Regina Pontes had a book she wanted to write but no way to write it. In 2011, following a series of debilitating illnesses, she experienced a stroke and lost function on her dominant left side. When a counselor at the Boston Center for Independent Living suggested she apply for Easterseals's Assistive Technology assistance, she was surprised. "I thought Easterseals served just children. I had no idea what they did for adults, and I had no idea all that they'd do for me."
Her book idea had come about during her stay in rehabilitation. She'd woken at 2 a.m. to a voice saying, "Lessons learned, write it down, lessons learned." She was so taken with the message, she asked the night aid to record it on her room's wipe-off board.
She describes the experience like a calling. Throughout her life, she'd been thrown tremendous physical and emotional challenges, and she felt she understood well the faith and tenacity it would take to again regain her independence. "A book about overcoming hardship," she realized, "could help a lot of people."
The next day her sister brought her a laptop, and she attempted to create an outline. That's when she saw how hard she'd have to work to relearn to type. Once she'd typed 120 words per minute; now she could type only a few using just her right hand. It was also awkward trying to type in rehab sitting up in bed and with the one little table. She knocked water across the keyboard and took out her laptop.
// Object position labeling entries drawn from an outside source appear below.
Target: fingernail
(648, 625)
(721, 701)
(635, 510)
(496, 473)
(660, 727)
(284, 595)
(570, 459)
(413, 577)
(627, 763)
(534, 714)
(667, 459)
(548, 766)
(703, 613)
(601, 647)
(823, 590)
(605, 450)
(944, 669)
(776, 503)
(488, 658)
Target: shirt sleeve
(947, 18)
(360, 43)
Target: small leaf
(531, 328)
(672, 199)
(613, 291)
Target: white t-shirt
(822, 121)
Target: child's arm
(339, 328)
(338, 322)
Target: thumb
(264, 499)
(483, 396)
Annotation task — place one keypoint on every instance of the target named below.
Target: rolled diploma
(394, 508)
After rehab, Regina welcomed Easterseals Assistive Technology specialists Julie Arroyo and Jessie Salz at her home. Easterseals, she learned, does work with adults through its contracts with the Massachusetts Rehabilitation Commission for Independent Living and Vocational Rehabilitation Services. They routinely visit clients in their homes and workplaces.
Jesse asked Regina about her goals and learned she needed reliable computer access to help her connect with her health care providers, to work on her book and connect socially on Facebook. She set Regina up on a laptop powerful enough to run the voice recognition software, Dragon Naturally Speaking. Now Regina would have the option to write using only her voice. She also obtained Regina an adjustable height desk. As an occupational therapist, Jessie noticed other things around the house that might make life easier, too, including a one-handed can opener and "a few other devices that were wonderful," Regina says. "They were extremely proactive. They gave me new hardware and new motivation."
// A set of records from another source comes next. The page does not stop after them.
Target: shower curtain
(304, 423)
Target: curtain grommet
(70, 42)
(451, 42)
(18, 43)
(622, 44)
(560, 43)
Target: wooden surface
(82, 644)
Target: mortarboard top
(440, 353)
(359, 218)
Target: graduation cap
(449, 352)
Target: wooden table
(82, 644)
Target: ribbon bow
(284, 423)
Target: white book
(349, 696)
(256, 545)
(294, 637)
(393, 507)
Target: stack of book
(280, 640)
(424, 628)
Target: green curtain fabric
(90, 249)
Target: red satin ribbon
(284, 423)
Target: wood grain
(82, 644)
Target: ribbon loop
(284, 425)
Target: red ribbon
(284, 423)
As essential as the new hardware was, it was the training that made the strongest impression. "I loved that Easterseals was so willing to come out and provide training. They visited me monthly. They just wanted to do it."
Lessons learned, write it down, lessons learned. Regina had a book to write, and now she had options for how to write it.
Once equipped, Regina began with small goals. She found she was grieving her brother who'd died years before and decided to create a Facebook page in his honor. He'd left behind 350 poems when he died, so every day for a year she decided to post one poem as a kind of memorial. In the end, she found her aphasia made Dragon not always her preferred method, but it relieved her typing hand that grew stronger with perseverance.
Typing her brother's poems was a way to grow stronger emotionally, too. She began to receive words of encouragement from around the world, "People from Mumbai to Maine were reading my brother's poems and writing me. It was crazy!"